Few questions for you... have you ever used sand before in a tank... if you get it sucked up in the powerhead or the filter your impellers will go to sh*t in no time at all... make sure any and all intakes are far above the surface of the sand. How much light do you plan on putting above the tank? Do you plan to do the necessary fertilizing?


----------



## TFMBIGDOG99 (Mar 19, 2006)

CO2 system is good for sh*t, I have 2 on my 30, just to keep the plants looking half good. Will be investing in pressurized really soon, not sure why you'd go black sand when you can use eco-complete, a black substrate made for plants. Rena Xp2 sounds really good, as HOB cause excessive CO2 loss(if your using CO2, but either way, its a great filter). Oh one more thing. The night before if and when you do set up, grab some rosary beads, and pray hard to god that your elong wont mind plants in your tank, cause apparently, my Maculatus finds them very tastey!


----------



## BlackSunshine (Mar 28, 2006)

I'd reccomend aganst getting moonsand.
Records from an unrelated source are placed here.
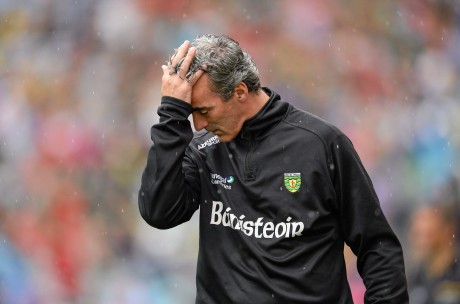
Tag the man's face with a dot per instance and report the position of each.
(222, 118)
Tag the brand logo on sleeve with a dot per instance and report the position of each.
(212, 141)
(292, 181)
(224, 182)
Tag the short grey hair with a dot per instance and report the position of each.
(227, 64)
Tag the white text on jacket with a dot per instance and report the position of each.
(259, 228)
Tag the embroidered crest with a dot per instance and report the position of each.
(292, 181)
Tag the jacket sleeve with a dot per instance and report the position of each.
(365, 229)
(169, 192)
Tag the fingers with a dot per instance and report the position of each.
(180, 53)
(185, 62)
(194, 77)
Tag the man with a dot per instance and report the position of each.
(279, 190)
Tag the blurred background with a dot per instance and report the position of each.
(79, 87)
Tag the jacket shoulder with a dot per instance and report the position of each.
(324, 130)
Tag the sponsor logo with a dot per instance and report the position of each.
(292, 181)
(224, 182)
(258, 228)
(212, 141)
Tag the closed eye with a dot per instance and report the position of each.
(201, 110)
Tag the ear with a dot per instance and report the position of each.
(241, 92)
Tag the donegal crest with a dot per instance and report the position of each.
(292, 181)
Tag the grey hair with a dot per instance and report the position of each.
(227, 64)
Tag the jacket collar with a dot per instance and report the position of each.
(269, 116)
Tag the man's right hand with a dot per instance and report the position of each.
(174, 81)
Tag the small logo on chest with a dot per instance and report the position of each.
(292, 181)
(224, 182)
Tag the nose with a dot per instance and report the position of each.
(199, 121)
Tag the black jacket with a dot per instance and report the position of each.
(276, 206)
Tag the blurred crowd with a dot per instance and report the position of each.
(79, 87)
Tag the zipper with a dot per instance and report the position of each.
(249, 169)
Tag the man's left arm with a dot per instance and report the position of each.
(365, 229)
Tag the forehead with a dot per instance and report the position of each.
(202, 96)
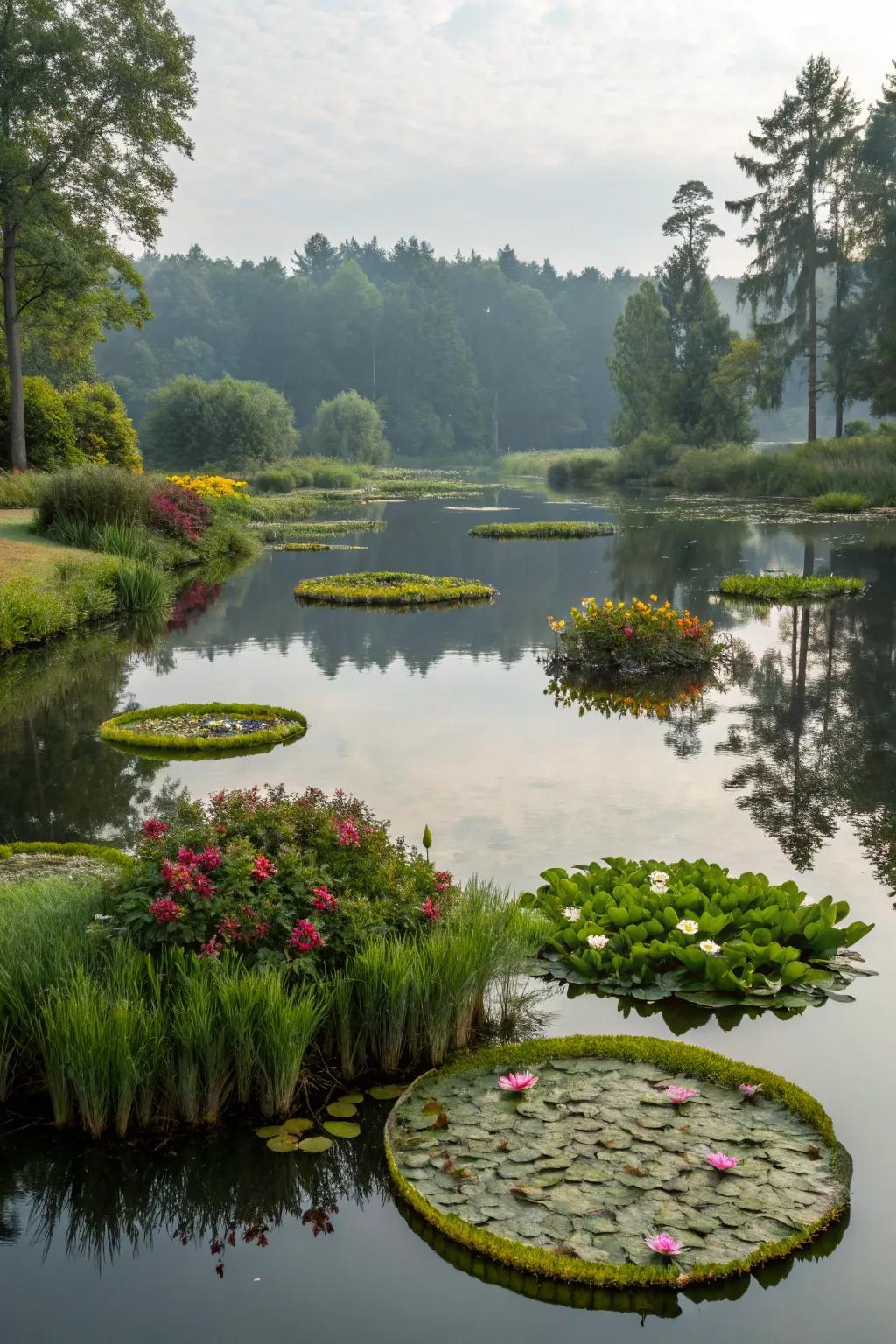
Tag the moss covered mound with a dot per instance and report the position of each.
(788, 588)
(207, 729)
(542, 531)
(571, 1178)
(391, 589)
(37, 859)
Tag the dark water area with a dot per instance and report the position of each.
(441, 718)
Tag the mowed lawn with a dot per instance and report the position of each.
(22, 553)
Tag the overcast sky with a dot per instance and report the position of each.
(562, 127)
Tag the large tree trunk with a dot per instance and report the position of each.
(18, 454)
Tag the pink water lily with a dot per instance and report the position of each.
(664, 1243)
(679, 1096)
(517, 1082)
(722, 1161)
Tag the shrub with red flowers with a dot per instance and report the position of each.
(178, 512)
(301, 879)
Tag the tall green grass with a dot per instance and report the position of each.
(120, 1040)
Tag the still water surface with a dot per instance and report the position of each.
(441, 717)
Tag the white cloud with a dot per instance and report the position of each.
(560, 125)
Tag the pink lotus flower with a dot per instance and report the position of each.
(517, 1082)
(722, 1161)
(679, 1096)
(662, 1243)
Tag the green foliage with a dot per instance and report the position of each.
(788, 588)
(102, 430)
(49, 430)
(630, 640)
(838, 501)
(391, 589)
(542, 531)
(349, 426)
(690, 928)
(670, 1058)
(289, 724)
(234, 426)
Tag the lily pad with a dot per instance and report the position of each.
(341, 1128)
(315, 1144)
(283, 1144)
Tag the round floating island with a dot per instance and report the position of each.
(556, 531)
(627, 1161)
(393, 589)
(213, 730)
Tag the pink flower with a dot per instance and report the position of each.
(517, 1082)
(679, 1096)
(324, 900)
(262, 869)
(305, 937)
(165, 910)
(662, 1243)
(346, 834)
It is glass and can cut away at the roots and stems of your plants. Eco complete would be a MUCH better option as cost will be similar and the plants can actually benifit from the Eco where the black sand will offer nothing towards a healthy plant.


----------



## KillerRedz916 (Aug 19, 2005)

The reason im going with black sand is because they look cool
with green plants.

And Yes i had black sand before.

i'm not gonna use c02, i think it will be to much hasell
right now i got flourite at the bottom and sand at the top.
i might put that eco thing at the top, cause i need 10 more pound of substrate
anyway.

what kind of lights do i need (watts) 
and how long do i have to live them on everyday


----------



## TFMBIGDOG99 (Mar 19, 2006)

Photo period should be anywhere from 8-12 hours, pending. Since you wont be using any CO2, I think you should try a low light setup, and stay under or right at 1.7 or 1.8wpg, you may be able to pull of 2wpg, if you dose fertilizers daily, watch the tank very closely. So anywhere from a 88 watt lamp, to like I said 110, if you watch very closely, and dose daily. You dont want an algae nightmare, trust me on that one. Again, the moonsand is almost identical to eco-complete, and alot less helpful to plants. Give the eco-complete a look. Good luck!


----------



## KillerRedz916 (Aug 19, 2005)

TFMBIGDOG99 said:


> Photo period should be anywhere from 8-12 hours, pending. Since you wont be using any CO2, I think you should try a low light setup, and stay under or right at 1.7 or 1.8wpg, you may be able to pull of 2wpg, if you dose fertilizers daily, watch the tank very closely. So anywhere from a 88 watt lamp, to like I said 110, if you watch very closely, and dose daily. You dont want an algae nightmare, trust me on that one. Again, the moonsand is almost identical to eco-complete, and alot less helpful to plants. Give the eco-complete a look. Good luck!


thanks man


----------



## DiPpY eGgS (Mar 6, 2005)

I personally won't go over 1.5wpg without some sort of CO2 supplication


----------



## TFMBIGDOG99 (Mar 19, 2006)

Dippy is probably right, I'm still just trying to get the hang of this plant game. Stick with what the Plant Lord of P-fury says.


----------